Enhanced Thermoelectric Performance of Cu2Se Alloys by Simultaneous Engineering of Thermal and Electrical Transport Properties through S and Te Co‐Doping

Abstract

Cu2Se‐based binary compounds have recently fetched the attention of researchers due to their remarkable electrical and extremely low thermal properties. In addition, Cu2Se‐based quaternary chalcogenides are expected to present exceptional thermoelectric performance. Cu2Se1−x−ySxTey‐like compounds are synthesized via microwave‐assisted hydrothermal method and their respective thermal and electrical transport properties are studied in this research work. The phase purity and homogeneity are examined by X‐ray diffraction and energy‐dispersive X‐ray spectrometry analysis.
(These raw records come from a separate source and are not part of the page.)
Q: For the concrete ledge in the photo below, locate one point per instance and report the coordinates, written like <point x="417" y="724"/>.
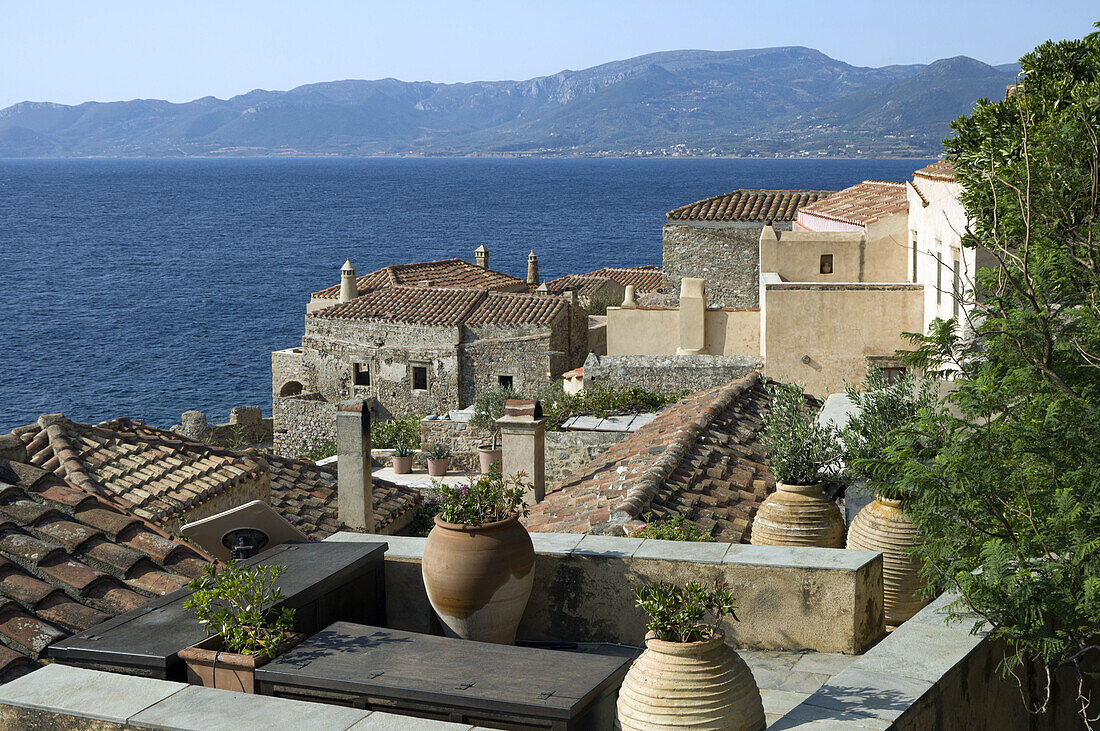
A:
<point x="789" y="598"/>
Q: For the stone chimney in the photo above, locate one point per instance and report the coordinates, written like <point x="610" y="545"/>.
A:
<point x="354" y="497"/>
<point x="532" y="269"/>
<point x="692" y="317"/>
<point x="348" y="289"/>
<point x="523" y="444"/>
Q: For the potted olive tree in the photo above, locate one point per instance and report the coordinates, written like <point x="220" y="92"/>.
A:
<point x="886" y="413"/>
<point x="488" y="407"/>
<point x="479" y="561"/>
<point x="802" y="453"/>
<point x="234" y="607"/>
<point x="688" y="676"/>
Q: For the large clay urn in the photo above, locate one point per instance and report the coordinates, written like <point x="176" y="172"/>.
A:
<point x="697" y="685"/>
<point x="798" y="514"/>
<point x="479" y="578"/>
<point x="883" y="525"/>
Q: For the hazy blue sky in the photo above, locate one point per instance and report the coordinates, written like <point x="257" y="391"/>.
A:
<point x="73" y="52"/>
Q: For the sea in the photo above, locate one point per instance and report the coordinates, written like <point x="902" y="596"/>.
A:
<point x="146" y="287"/>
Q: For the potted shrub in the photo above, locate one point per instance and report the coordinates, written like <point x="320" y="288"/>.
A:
<point x="886" y="410"/>
<point x="688" y="676"/>
<point x="802" y="454"/>
<point x="403" y="460"/>
<point x="479" y="561"/>
<point x="488" y="407"/>
<point x="243" y="632"/>
<point x="439" y="460"/>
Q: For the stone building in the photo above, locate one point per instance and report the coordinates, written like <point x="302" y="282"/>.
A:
<point x="717" y="240"/>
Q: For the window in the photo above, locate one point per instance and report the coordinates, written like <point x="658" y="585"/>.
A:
<point x="361" y="374"/>
<point x="419" y="377"/>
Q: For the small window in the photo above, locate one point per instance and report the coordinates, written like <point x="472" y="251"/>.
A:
<point x="361" y="374"/>
<point x="419" y="378"/>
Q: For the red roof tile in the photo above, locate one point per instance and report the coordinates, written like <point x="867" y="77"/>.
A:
<point x="755" y="206"/>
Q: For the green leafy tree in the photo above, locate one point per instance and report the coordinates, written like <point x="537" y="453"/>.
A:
<point x="1005" y="478"/>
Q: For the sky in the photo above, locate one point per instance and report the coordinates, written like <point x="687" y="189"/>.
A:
<point x="73" y="52"/>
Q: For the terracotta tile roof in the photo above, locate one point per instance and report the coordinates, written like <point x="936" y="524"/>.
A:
<point x="70" y="560"/>
<point x="452" y="308"/>
<point x="700" y="458"/>
<point x="938" y="170"/>
<point x="444" y="273"/>
<point x="743" y="205"/>
<point x="860" y="205"/>
<point x="157" y="474"/>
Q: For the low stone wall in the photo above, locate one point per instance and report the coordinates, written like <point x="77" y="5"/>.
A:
<point x="821" y="599"/>
<point x="567" y="452"/>
<point x="667" y="374"/>
<point x="303" y="423"/>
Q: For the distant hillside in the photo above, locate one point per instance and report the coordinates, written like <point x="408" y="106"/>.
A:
<point x="767" y="101"/>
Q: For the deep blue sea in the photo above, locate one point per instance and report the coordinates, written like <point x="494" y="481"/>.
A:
<point x="144" y="288"/>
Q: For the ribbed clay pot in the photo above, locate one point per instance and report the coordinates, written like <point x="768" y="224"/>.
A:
<point x="883" y="525"/>
<point x="479" y="578"/>
<point x="798" y="514"/>
<point x="699" y="685"/>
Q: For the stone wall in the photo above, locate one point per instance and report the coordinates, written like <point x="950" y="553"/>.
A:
<point x="667" y="374"/>
<point x="724" y="254"/>
<point x="303" y="423"/>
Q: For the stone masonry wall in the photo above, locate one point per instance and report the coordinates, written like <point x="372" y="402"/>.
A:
<point x="303" y="423"/>
<point x="667" y="374"/>
<point x="726" y="255"/>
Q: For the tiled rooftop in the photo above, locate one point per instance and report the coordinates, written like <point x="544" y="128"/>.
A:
<point x="448" y="307"/>
<point x="70" y="560"/>
<point x="446" y="273"/>
<point x="752" y="206"/>
<point x="860" y="205"/>
<point x="700" y="457"/>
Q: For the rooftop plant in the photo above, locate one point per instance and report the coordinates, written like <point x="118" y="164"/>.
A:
<point x="679" y="613"/>
<point x="801" y="451"/>
<point x="235" y="602"/>
<point x="486" y="499"/>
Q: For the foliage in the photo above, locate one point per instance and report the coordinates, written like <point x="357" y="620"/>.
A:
<point x="320" y="451"/>
<point x="1007" y="479"/>
<point x="678" y="613"/>
<point x="597" y="400"/>
<point x="439" y="451"/>
<point x="670" y="529"/>
<point x="886" y="409"/>
<point x="399" y="430"/>
<point x="486" y="499"/>
<point x="237" y="601"/>
<point x="801" y="451"/>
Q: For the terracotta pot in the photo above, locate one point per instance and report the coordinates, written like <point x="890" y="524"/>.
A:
<point x="487" y="457"/>
<point x="699" y="685"/>
<point x="479" y="578"/>
<point x="883" y="525"/>
<point x="211" y="667"/>
<point x="798" y="514"/>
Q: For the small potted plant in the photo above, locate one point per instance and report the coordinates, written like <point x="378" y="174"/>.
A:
<point x="234" y="607"/>
<point x="488" y="407"/>
<point x="403" y="460"/>
<point x="439" y="460"/>
<point x="479" y="561"/>
<point x="688" y="676"/>
<point x="802" y="453"/>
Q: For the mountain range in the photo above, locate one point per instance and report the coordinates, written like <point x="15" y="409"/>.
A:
<point x="784" y="101"/>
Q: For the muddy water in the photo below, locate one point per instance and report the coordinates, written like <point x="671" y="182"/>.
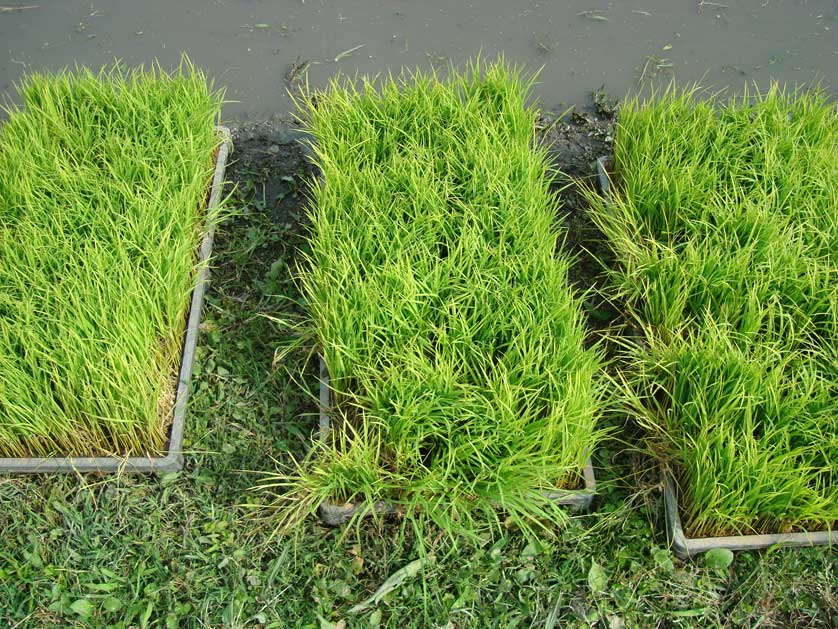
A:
<point x="255" y="48"/>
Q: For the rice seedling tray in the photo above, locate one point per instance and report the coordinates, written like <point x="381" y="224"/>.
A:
<point x="686" y="547"/>
<point x="336" y="515"/>
<point x="173" y="459"/>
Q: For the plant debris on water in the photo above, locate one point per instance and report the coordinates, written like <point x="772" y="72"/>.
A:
<point x="103" y="185"/>
<point x="724" y="222"/>
<point x="440" y="306"/>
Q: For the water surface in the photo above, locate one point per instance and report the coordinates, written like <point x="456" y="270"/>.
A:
<point x="256" y="47"/>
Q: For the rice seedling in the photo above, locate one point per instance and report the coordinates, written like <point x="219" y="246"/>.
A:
<point x="103" y="184"/>
<point x="724" y="221"/>
<point x="460" y="379"/>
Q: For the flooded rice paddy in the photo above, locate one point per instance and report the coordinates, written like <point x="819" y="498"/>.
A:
<point x="256" y="49"/>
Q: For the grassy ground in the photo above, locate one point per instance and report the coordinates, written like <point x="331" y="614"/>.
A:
<point x="178" y="551"/>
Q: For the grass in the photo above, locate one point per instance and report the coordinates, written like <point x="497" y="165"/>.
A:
<point x="455" y="346"/>
<point x="103" y="185"/>
<point x="179" y="551"/>
<point x="723" y="221"/>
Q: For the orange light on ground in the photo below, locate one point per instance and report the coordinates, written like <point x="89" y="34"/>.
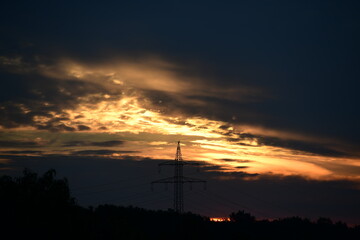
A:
<point x="220" y="219"/>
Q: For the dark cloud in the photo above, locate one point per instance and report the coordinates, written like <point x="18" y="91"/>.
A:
<point x="21" y="152"/>
<point x="113" y="143"/>
<point x="19" y="144"/>
<point x="24" y="97"/>
<point x="314" y="148"/>
<point x="96" y="180"/>
<point x="100" y="152"/>
<point x="83" y="128"/>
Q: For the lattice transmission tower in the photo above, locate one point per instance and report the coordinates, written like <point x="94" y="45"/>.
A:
<point x="178" y="179"/>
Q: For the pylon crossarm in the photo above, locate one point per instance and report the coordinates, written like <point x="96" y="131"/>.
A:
<point x="178" y="163"/>
<point x="186" y="179"/>
<point x="164" y="180"/>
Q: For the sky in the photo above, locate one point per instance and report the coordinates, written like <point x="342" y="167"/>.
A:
<point x="262" y="94"/>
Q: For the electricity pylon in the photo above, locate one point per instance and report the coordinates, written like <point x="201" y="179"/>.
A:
<point x="178" y="179"/>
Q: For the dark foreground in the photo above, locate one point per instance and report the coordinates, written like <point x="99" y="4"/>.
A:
<point x="34" y="207"/>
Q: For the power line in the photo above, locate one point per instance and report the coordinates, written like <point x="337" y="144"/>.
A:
<point x="178" y="179"/>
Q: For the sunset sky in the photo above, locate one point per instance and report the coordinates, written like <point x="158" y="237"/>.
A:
<point x="263" y="94"/>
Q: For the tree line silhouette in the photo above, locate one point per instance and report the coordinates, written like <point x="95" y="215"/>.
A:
<point x="41" y="207"/>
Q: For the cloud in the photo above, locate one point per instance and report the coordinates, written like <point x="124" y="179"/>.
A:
<point x="19" y="144"/>
<point x="100" y="152"/>
<point x="22" y="152"/>
<point x="113" y="143"/>
<point x="83" y="128"/>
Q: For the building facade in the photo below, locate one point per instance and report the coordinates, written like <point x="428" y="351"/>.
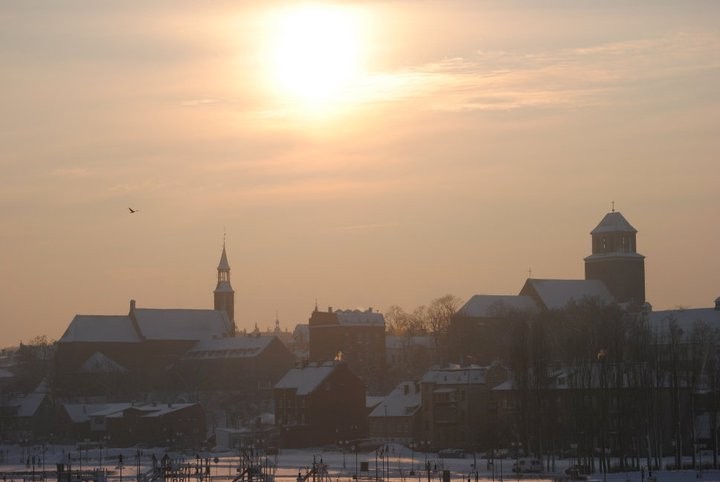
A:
<point x="353" y="336"/>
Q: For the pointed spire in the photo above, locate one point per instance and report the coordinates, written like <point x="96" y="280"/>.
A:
<point x="223" y="265"/>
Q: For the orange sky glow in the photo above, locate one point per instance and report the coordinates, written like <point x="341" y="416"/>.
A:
<point x="357" y="153"/>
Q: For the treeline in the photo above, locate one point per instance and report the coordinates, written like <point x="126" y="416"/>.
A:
<point x="597" y="381"/>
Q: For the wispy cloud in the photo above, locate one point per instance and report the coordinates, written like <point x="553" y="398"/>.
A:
<point x="504" y="80"/>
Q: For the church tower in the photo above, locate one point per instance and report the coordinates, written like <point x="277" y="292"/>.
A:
<point x="615" y="260"/>
<point x="224" y="294"/>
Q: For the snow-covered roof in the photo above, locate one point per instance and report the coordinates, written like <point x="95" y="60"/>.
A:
<point x="685" y="320"/>
<point x="224" y="287"/>
<point x="82" y="412"/>
<point x="396" y="342"/>
<point x="613" y="222"/>
<point x="100" y="363"/>
<point x="97" y="328"/>
<point x="231" y="347"/>
<point x="455" y="376"/>
<point x="556" y="293"/>
<point x="182" y="324"/>
<point x="486" y="306"/>
<point x="223" y="265"/>
<point x="358" y="317"/>
<point x="404" y="400"/>
<point x="305" y="379"/>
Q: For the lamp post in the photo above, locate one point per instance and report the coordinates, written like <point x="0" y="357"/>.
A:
<point x="412" y="458"/>
<point x="355" y="449"/>
<point x="344" y="449"/>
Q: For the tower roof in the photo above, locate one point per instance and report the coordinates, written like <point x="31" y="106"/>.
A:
<point x="614" y="222"/>
<point x="224" y="265"/>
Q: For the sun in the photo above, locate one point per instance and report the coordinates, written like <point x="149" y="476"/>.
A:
<point x="316" y="54"/>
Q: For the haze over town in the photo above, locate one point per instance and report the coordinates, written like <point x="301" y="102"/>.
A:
<point x="452" y="147"/>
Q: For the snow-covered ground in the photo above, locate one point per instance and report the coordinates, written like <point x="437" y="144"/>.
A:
<point x="400" y="465"/>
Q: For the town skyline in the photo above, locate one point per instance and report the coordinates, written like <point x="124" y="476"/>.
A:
<point x="457" y="164"/>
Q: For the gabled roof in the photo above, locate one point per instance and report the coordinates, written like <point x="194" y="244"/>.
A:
<point x="100" y="363"/>
<point x="455" y="375"/>
<point x="97" y="328"/>
<point x="358" y="317"/>
<point x="397" y="342"/>
<point x="614" y="222"/>
<point x="305" y="379"/>
<point x="182" y="324"/>
<point x="685" y="319"/>
<point x="488" y="306"/>
<point x="556" y="294"/>
<point x="231" y="347"/>
<point x="82" y="412"/>
<point x="223" y="265"/>
<point x="403" y="401"/>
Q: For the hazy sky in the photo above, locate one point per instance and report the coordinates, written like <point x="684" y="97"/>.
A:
<point x="447" y="147"/>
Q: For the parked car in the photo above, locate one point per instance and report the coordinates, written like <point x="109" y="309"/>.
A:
<point x="528" y="465"/>
<point x="451" y="454"/>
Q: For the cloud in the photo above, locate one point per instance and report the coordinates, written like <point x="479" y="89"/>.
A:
<point x="506" y="80"/>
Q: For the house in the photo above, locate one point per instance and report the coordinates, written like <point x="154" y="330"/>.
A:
<point x="125" y="424"/>
<point x="397" y="417"/>
<point x="457" y="404"/>
<point x="119" y="355"/>
<point x="319" y="403"/>
<point x="407" y="357"/>
<point x="116" y="354"/>
<point x="248" y="363"/>
<point x="485" y="328"/>
<point x="358" y="337"/>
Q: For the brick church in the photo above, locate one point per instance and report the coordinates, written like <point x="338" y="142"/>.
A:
<point x="614" y="273"/>
<point x="168" y="349"/>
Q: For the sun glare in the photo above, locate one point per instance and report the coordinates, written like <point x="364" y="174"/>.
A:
<point x="316" y="54"/>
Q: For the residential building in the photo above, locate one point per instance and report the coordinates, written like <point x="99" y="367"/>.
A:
<point x="354" y="336"/>
<point x="319" y="403"/>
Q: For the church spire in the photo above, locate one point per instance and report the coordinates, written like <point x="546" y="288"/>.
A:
<point x="615" y="260"/>
<point x="224" y="294"/>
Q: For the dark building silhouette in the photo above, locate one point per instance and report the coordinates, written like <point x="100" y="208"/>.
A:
<point x="320" y="403"/>
<point x="249" y="364"/>
<point x="356" y="337"/>
<point x="615" y="260"/>
<point x="485" y="328"/>
<point x="224" y="294"/>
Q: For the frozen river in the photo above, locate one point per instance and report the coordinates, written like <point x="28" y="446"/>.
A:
<point x="399" y="465"/>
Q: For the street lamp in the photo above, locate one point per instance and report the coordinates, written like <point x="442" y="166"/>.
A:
<point x="412" y="458"/>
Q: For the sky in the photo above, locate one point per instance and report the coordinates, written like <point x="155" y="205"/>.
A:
<point x="357" y="154"/>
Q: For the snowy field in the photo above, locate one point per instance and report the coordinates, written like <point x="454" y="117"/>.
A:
<point x="401" y="465"/>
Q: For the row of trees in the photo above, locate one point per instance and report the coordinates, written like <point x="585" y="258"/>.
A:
<point x="603" y="381"/>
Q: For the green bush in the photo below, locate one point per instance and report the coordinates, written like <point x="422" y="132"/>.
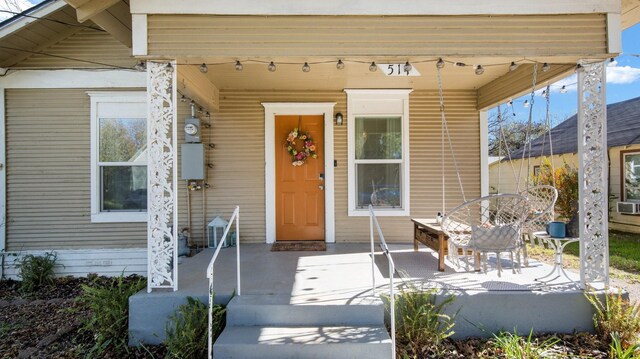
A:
<point x="108" y="303"/>
<point x="36" y="271"/>
<point x="186" y="334"/>
<point x="421" y="324"/>
<point x="513" y="346"/>
<point x="616" y="317"/>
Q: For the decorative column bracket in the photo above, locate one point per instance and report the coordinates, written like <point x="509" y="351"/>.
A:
<point x="162" y="252"/>
<point x="593" y="179"/>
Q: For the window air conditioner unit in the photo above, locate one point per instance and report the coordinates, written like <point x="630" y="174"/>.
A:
<point x="628" y="207"/>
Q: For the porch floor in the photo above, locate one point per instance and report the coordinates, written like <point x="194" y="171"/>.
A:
<point x="342" y="276"/>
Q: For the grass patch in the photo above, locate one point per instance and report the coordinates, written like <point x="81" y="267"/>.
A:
<point x="624" y="255"/>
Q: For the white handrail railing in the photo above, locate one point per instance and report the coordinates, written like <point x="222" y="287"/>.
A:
<point x="392" y="269"/>
<point x="234" y="217"/>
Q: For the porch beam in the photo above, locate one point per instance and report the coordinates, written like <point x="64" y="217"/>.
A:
<point x="197" y="86"/>
<point x="518" y="82"/>
<point x="374" y="7"/>
<point x="592" y="180"/>
<point x="162" y="176"/>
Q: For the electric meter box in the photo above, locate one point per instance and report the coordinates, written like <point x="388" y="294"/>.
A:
<point x="193" y="166"/>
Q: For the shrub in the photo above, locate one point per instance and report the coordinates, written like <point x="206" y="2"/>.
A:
<point x="566" y="182"/>
<point x="186" y="334"/>
<point x="616" y="316"/>
<point x="109" y="305"/>
<point x="36" y="271"/>
<point x="515" y="346"/>
<point x="617" y="352"/>
<point x="421" y="324"/>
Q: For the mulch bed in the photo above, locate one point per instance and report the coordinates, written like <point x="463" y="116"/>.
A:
<point x="48" y="323"/>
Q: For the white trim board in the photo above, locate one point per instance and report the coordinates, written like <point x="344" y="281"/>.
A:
<point x="80" y="262"/>
<point x="373" y="7"/>
<point x="378" y="102"/>
<point x="273" y="109"/>
<point x="38" y="79"/>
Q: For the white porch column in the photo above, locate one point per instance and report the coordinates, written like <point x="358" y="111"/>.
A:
<point x="162" y="242"/>
<point x="592" y="182"/>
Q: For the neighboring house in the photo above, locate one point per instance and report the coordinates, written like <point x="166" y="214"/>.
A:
<point x="78" y="116"/>
<point x="623" y="142"/>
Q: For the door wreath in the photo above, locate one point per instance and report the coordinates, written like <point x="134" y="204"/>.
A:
<point x="299" y="154"/>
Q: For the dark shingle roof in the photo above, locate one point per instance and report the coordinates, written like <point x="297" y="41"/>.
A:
<point x="623" y="128"/>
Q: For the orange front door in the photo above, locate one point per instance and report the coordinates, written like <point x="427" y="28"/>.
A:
<point x="299" y="189"/>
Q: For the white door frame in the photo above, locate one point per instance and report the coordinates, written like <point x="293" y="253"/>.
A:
<point x="271" y="110"/>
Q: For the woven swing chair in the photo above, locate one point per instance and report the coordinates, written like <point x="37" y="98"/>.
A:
<point x="489" y="224"/>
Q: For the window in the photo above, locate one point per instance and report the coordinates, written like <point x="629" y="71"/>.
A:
<point x="118" y="157"/>
<point x="631" y="175"/>
<point x="378" y="147"/>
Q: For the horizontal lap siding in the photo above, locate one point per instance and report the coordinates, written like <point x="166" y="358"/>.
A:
<point x="238" y="174"/>
<point x="87" y="45"/>
<point x="48" y="175"/>
<point x="202" y="35"/>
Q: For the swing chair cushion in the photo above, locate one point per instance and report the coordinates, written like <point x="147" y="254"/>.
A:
<point x="487" y="224"/>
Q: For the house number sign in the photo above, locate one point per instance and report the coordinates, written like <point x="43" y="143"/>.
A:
<point x="397" y="70"/>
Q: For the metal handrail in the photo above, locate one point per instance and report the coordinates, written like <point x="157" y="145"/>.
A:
<point x="234" y="217"/>
<point x="373" y="220"/>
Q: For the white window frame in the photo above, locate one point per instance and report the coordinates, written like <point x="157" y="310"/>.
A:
<point x="378" y="103"/>
<point x="100" y="108"/>
<point x="623" y="180"/>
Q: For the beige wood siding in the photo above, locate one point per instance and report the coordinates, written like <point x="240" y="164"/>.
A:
<point x="238" y="174"/>
<point x="48" y="175"/>
<point x="517" y="35"/>
<point x="86" y="44"/>
<point x="616" y="220"/>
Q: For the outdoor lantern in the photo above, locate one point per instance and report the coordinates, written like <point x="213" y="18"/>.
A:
<point x="215" y="230"/>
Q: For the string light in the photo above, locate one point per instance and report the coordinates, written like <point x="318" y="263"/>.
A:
<point x="140" y="65"/>
<point x="407" y="67"/>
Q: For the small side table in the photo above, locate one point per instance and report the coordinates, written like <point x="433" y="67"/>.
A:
<point x="558" y="245"/>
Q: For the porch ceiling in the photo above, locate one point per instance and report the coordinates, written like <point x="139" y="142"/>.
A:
<point x="325" y="76"/>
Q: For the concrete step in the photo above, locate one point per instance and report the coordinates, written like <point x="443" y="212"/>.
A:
<point x="289" y="342"/>
<point x="277" y="310"/>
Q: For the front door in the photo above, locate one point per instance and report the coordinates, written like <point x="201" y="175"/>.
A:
<point x="300" y="187"/>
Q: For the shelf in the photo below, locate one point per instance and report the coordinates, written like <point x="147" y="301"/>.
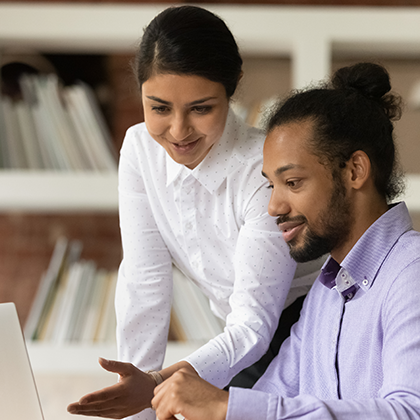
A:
<point x="83" y="359"/>
<point x="53" y="191"/>
<point x="412" y="193"/>
<point x="310" y="35"/>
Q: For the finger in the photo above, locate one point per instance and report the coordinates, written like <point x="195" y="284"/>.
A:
<point x="110" y="393"/>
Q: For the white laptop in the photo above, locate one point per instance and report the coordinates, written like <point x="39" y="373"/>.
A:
<point x="18" y="394"/>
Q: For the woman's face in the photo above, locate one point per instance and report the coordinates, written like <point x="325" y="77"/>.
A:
<point x="185" y="114"/>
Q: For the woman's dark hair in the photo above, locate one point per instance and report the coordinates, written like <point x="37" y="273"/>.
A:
<point x="189" y="40"/>
<point x="353" y="111"/>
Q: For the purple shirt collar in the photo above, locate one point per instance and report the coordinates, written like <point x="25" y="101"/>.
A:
<point x="359" y="268"/>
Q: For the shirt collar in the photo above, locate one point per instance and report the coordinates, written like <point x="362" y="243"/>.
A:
<point x="213" y="170"/>
<point x="361" y="265"/>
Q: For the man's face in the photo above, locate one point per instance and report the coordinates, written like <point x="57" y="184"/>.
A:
<point x="311" y="205"/>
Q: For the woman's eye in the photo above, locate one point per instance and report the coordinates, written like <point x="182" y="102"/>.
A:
<point x="159" y="109"/>
<point x="293" y="183"/>
<point x="202" y="109"/>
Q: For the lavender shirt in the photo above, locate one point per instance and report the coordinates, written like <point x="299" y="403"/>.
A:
<point x="351" y="356"/>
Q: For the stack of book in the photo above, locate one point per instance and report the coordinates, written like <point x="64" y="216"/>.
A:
<point x="54" y="127"/>
<point x="75" y="300"/>
<point x="75" y="303"/>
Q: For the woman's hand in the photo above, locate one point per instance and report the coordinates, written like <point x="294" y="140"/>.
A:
<point x="187" y="394"/>
<point x="132" y="394"/>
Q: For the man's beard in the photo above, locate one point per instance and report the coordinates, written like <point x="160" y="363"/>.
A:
<point x="334" y="225"/>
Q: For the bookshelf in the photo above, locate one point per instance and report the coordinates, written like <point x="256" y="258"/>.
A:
<point x="309" y="36"/>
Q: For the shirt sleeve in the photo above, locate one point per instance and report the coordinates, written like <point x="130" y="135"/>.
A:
<point x="276" y="395"/>
<point x="144" y="287"/>
<point x="263" y="274"/>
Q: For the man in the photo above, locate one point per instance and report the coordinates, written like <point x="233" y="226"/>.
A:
<point x="355" y="352"/>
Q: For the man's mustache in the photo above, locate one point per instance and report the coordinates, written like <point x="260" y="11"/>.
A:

The introduction of S and Te elements into Cu2Se matrix enhances Seebeck coefficient resulting in improved electrical performance illustrating a maximum power factor of 989.4 μWK−2 m−1 at 673 K. Furthermore, S‐ and Te‐co‐doped samples exhibit reduced total thermal conductivity values with lowest value of 0.808 WK−1 m−1 for Cu2Se0.96S0.02Te0.02 sample in comparison to 1.18 WK−1 m−1 for the pristine sample. The simultaneous improvement in electrical and thermal properties results in enhanced figure of merit of 0.82 for Cu2Se0.96S0.02Te0.02 sample at 673 K.